"Oh, pot it, must we go back then?"
"Perish the thought! Never let it be said that Robin Hood and his Merry Men turned their backs on any peril, however dire. We will creep round them with stealthy, noiseless tread, and see if the varlets are doing their duty as nobly as they should, or, like the greedy Squirms, merely sleeping off the effects of pancakes."

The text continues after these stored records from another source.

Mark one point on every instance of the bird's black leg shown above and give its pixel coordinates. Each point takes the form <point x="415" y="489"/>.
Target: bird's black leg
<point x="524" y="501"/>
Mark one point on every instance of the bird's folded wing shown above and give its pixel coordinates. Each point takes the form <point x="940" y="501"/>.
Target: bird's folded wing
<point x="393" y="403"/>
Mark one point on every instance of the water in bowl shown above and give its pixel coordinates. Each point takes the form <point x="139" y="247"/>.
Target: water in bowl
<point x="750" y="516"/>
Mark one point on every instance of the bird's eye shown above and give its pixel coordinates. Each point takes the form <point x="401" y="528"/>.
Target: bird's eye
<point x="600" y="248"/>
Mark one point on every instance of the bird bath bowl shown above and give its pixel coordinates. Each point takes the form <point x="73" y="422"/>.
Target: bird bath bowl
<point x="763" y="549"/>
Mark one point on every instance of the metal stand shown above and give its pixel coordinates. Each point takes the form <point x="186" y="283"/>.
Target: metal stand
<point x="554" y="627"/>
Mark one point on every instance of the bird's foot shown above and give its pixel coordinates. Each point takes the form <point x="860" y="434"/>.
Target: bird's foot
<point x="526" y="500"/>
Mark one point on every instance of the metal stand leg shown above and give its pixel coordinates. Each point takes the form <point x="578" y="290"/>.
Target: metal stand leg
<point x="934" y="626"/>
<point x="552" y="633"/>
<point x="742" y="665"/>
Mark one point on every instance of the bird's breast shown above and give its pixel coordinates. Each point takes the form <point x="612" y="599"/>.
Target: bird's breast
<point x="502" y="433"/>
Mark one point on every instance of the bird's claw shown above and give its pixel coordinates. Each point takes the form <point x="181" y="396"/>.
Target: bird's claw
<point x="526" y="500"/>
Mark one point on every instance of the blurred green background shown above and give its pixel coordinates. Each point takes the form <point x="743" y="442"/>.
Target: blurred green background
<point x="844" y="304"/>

The suggestion, though not so much to the Merry Men's liking as Flenton's projected exploration of the cottage, nevertheless held promise of a little mild adventure, and they acted on it. Creeping from bush to bush with scarcely a sound, they came at last in sight of two plain-clothes policemen, dressed as builder's labourers, sitting on some dried bracken-leaves, and looking anything but gay.
Probably they had been forbidden to speak, for they were conversing rather guiltily in low tones, the burden of their complaint being that though they had pipes and tobacco in their pockets they dared not light them.
"This is a daft and perishin' job," said one of them. "I'd like to wring the neck of Fluffy Jim for stumbling across them pewter pots and coins."
"Nay, that's ungrateful," retorted his mate. "We each got a quid of Old Wykeham's money out of the job."
"Bah! It'll cost me more than any quid to sweat this cold out of my bones. My teeth chatter like a baboon's. Got a drop or two left in your flask, Sam?"
"Drained it dry half-an-hour since, Bill."
"And it'll be two more floggin' hours afore we're relieved from duty. I'm fed up. I'll resign from the Force, pension or no pension, and take to navvyin'."
"No use, Bill. Once a policeman, always a policeman. It's in the blood."